Guanyu Li: Northwest National University (guanyu-li@163.com)


Mijit Ablimit: Xinjiang University (mijit@xju.edu.cn)

Target track

Speech and Language processing

Introduction

Minor- and multilingual phenomenon is a important for modern international societies. This special session focuses on minor- and multilingual speech and language processing, including but not limited to the following topics:

  • Minor- and Multilingual phonetic and phonological analysis
  • Minor- and Multilingual speech recognition
  • Minor- and Multilingual speaker recognition
  • Minor- and Multilingual speech synthesis
  • Minor- and Multilingual language understanding
  • Resource construction for minor- and multilingual langauges


Potential Papers

Title: Prior-constrained multilingual speech recognition

  • Author: Ying Shi, Zhiyuan Tang, Dong Wang
  • Abstract: Conventional multilingual speech recognition follows ether a tandem approach (language identification)

or parallel architecture (parallel decoding). This paper presented a novel prior-constrained approach that conduct the decoding in a multilingual linguistic space, where a prior of the language is used to constrain the decoding frame by frame. Our experiments found that this approach can realize true simultaneous multilingual speech recognition.


Title: Memory-based Uyghur-Chinese Translation

  • Author: Shiyue Zhang, Guli, Mijit Ablimit, Askar Hamdulla
  • Abstract: Neural machine translation (NMT) has achieved significant performance. However, this NMT approach

has not yet effectively applied to minor languages such as Uyghur to Chinese translation. The main problem here is that the limited training data does not support an end-to-end neural learning. In this paper, we propose to use a memory structure to assist the NMT inference under the condition of limited resource languages. Our experiments demonstrated that the this approach is highly efficient compared to the vanilla NMT, and outperforms the conventional statistical machine translation (SMT) approach.

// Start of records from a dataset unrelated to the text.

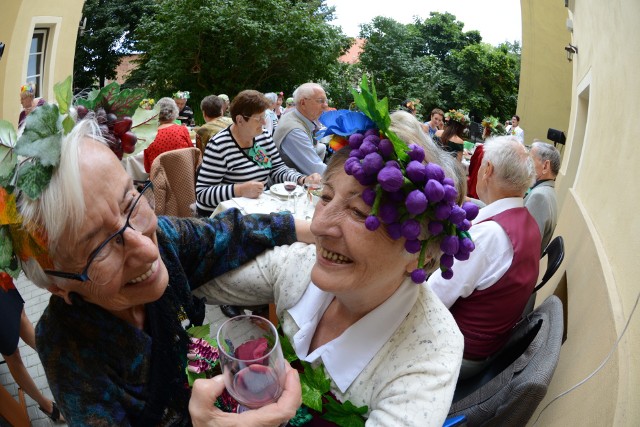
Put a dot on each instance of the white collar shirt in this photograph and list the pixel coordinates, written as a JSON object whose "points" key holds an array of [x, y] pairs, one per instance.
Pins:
{"points": [[359, 343], [487, 263]]}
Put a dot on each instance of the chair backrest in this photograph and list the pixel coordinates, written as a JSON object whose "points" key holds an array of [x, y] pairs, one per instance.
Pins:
{"points": [[173, 174], [509, 390], [555, 254]]}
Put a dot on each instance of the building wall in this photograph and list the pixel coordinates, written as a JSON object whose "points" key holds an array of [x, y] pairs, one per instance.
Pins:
{"points": [[544, 98], [599, 279], [17, 22]]}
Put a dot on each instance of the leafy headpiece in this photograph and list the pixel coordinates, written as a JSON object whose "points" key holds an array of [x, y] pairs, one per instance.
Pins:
{"points": [[460, 116], [181, 94], [495, 128], [27, 163], [404, 193]]}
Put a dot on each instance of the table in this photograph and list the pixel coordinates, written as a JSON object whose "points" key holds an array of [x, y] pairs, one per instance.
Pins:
{"points": [[268, 203]]}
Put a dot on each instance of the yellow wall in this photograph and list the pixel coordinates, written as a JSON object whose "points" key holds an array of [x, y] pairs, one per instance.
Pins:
{"points": [[598, 213], [17, 22], [544, 98]]}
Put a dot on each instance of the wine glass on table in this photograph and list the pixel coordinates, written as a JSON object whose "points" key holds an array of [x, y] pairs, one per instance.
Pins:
{"points": [[251, 361], [290, 187]]}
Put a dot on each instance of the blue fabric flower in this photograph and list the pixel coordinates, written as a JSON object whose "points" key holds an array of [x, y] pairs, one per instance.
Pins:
{"points": [[344, 123]]}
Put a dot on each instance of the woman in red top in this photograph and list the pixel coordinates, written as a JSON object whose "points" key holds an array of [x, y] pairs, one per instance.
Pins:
{"points": [[170, 136]]}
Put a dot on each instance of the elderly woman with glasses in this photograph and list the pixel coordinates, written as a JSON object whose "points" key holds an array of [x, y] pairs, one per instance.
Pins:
{"points": [[113, 339], [240, 160]]}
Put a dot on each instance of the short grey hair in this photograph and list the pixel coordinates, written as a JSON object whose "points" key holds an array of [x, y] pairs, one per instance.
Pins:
{"points": [[544, 152], [61, 207], [305, 90], [271, 96], [511, 163], [168, 110]]}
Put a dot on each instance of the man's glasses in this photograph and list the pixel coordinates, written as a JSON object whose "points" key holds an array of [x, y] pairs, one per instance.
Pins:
{"points": [[320, 100], [101, 266], [258, 119]]}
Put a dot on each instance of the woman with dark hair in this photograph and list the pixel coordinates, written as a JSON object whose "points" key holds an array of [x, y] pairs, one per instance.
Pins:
{"points": [[242, 158], [170, 136], [452, 137]]}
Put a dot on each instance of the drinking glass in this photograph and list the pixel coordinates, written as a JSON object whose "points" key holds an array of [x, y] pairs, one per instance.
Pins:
{"points": [[251, 360], [290, 186]]}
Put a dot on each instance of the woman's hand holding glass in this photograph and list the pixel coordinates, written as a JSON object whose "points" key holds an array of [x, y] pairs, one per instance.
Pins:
{"points": [[205, 414], [251, 360]]}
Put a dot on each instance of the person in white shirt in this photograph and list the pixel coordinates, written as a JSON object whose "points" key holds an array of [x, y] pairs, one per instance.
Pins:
{"points": [[515, 129]]}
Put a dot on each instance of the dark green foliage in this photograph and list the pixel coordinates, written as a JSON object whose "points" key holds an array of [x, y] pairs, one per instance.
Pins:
{"points": [[442, 66], [107, 36], [222, 46]]}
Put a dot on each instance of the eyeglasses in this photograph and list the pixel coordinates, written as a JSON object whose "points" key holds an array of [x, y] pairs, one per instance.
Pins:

Title: Resource construction for Mongolia

  • Author: Shipeng Xu, Guanyu Li, Hongzhi Yu
  • Abstract: Mongolia is a typical low-resource language. The resource limitation is in various aspects, from acoustic

analysis, phonetic rules, lexicon, speech and text data. This paper describes our recent progression on Mongolia resource construction supported by the NSFC project.

Title: Resource construction for tibetan

  • Author: Guanyu Li, Hongzhi Yu
  • Abstract: Tibetan is an important low-resource language in China. The syllable structure of Tibetan is similar

as Chinese, but the composition rules in orthographic forms is highly complex. Additionally, the lexicon resource is far from standard and rich. This paper describes our recent progression on Tibetan resource construction supported by the NSFC M2ASR project.

Title: A large Kazak speech database and a speech recognition baseline

  • Author: Askar Hamdulla, Ying Shi
  • Abstract: We describe the construction process of a large scale Kazak speech database. The database involves

150 hours of speech signals, recorded by more than 200 speakers. A speech recognition baseline system based on the Kaldi toolkit was also constructed. We hope this database will be a standard dataset for a multiple Kazak speech processing tasks, including ASR, speaker recognition and language understanding.